I have wanted to see this place for a while now.so while on a day out in Lincolnshire recently with woobar,his partner and someone who has been asking me to take them exploring,when I approached the gates I was very impressed.and now curious what lay in the woods.as we made our way through the other two had been before,but as we approached the hall.the farmer had put new heras fencing around it,this was easily navigated though.the place blew me away.I love these old ruins with nature totally taking over.it reminded me of rougham so much.when you can still see the fire place upstairs in the wall.the history is really hard to source on this place.but I know it was burnt down in 1937.and was never restored.the building is grade one listed.which is a joke.the place is just being left to fall down.


----------



## The_Derp_Lane (Aug 12, 2016)

Looks like a place i'd like to explore myself one day. Thanks for posting.


----------



## smiler (Aug 12, 2016)

Grand set of pics, the gates a bit nice, Thanks


----------



## tazong (Aug 12, 2016)

Cracking photos mikey - you are the man


----------



## The Wombat (Aug 12, 2016)

Nice set Mikey 
Visited myself a couple of years back - Didn't think I'd need a tripod in a building with no bloody roof

Really surprised they've put Heras fencing around it. It's been derelict, what a hundred years give or take?!


----------



## HughieD (Aug 12, 2016)

Great set mate. Love this place. The gates are something else.


----------



## Mikeymutt (Aug 12, 2016)

Thank you all.was shocked by the fencing.there was some more going into do a model shoot as we were driving off.so I warned them.them gates are to die for


----------



## Sam Haltin (Aug 12, 2016)

The best thing about this place is the gates, very ornate.


----------



## Dam_01 (Aug 13, 2016)

It's like a film set. Lovely colours.

Sent from my Nexus 5 using Tapatalk


----------



## Dhavilland (Sep 6, 2016)

Love the main entrance in some work went into them gates


----------



## Sidsdx1988 (Sep 14, 2016)

beautiful place...wow


----------



## BikinGlynn (Sep 14, 2016)

That was beautifully captured. loved it!


----------



## Dirus_Strictus (Sep 16, 2016)

This place has been falling down since the day after the fire and there is not much one can do about it, because stabilisation would be impossible without large scale demolition first. At the time of listing it appears that conservation of the standing ruin was the primary objective - it seems there was talk of demolition of a 'dangerous' structure.
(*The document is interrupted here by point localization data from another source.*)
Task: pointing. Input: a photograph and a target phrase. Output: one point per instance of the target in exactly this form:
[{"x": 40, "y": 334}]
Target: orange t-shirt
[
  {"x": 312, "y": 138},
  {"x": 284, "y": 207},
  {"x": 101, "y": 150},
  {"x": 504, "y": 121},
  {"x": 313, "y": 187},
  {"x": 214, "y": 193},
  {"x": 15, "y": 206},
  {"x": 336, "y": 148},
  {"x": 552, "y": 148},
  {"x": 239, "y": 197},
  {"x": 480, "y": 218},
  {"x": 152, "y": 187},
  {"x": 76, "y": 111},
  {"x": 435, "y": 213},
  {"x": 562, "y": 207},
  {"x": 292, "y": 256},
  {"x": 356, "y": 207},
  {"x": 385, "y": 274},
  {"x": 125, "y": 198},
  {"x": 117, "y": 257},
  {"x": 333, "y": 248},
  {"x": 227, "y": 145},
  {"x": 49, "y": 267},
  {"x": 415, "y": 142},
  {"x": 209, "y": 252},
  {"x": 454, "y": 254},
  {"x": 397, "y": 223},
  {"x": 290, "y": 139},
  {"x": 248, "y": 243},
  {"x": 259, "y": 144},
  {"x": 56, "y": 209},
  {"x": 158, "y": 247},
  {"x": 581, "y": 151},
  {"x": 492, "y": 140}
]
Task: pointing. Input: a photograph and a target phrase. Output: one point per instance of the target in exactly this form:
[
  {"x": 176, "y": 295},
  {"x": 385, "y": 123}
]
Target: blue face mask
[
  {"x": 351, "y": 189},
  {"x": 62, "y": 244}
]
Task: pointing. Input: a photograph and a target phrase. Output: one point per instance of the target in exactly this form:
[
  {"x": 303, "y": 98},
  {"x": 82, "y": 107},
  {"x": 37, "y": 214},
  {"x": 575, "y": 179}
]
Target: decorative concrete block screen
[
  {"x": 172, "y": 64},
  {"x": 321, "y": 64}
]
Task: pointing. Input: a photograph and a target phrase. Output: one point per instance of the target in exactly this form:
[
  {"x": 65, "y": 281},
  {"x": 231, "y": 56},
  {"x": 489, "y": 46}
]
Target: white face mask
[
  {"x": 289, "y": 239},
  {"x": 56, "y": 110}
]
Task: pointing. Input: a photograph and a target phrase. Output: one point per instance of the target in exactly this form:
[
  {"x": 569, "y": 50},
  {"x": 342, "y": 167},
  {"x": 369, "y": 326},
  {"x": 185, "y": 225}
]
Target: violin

I suspect the fencing is the landowners way of reducing his liabilities if persons are hit by falling masonry etc -people injured 'trespassing' have had injury payments severely restricted in the past when trying to claim through 'Public Liability Insurances'. In the early 50's it was quite a popular picnic spot and much less overgrown, quite awe inspiring to a young child in fact.


----------



## flyboys90 (Sep 18, 2016)

Great photos but the gates are the star of the show and I'm really surprised they are still there.


----------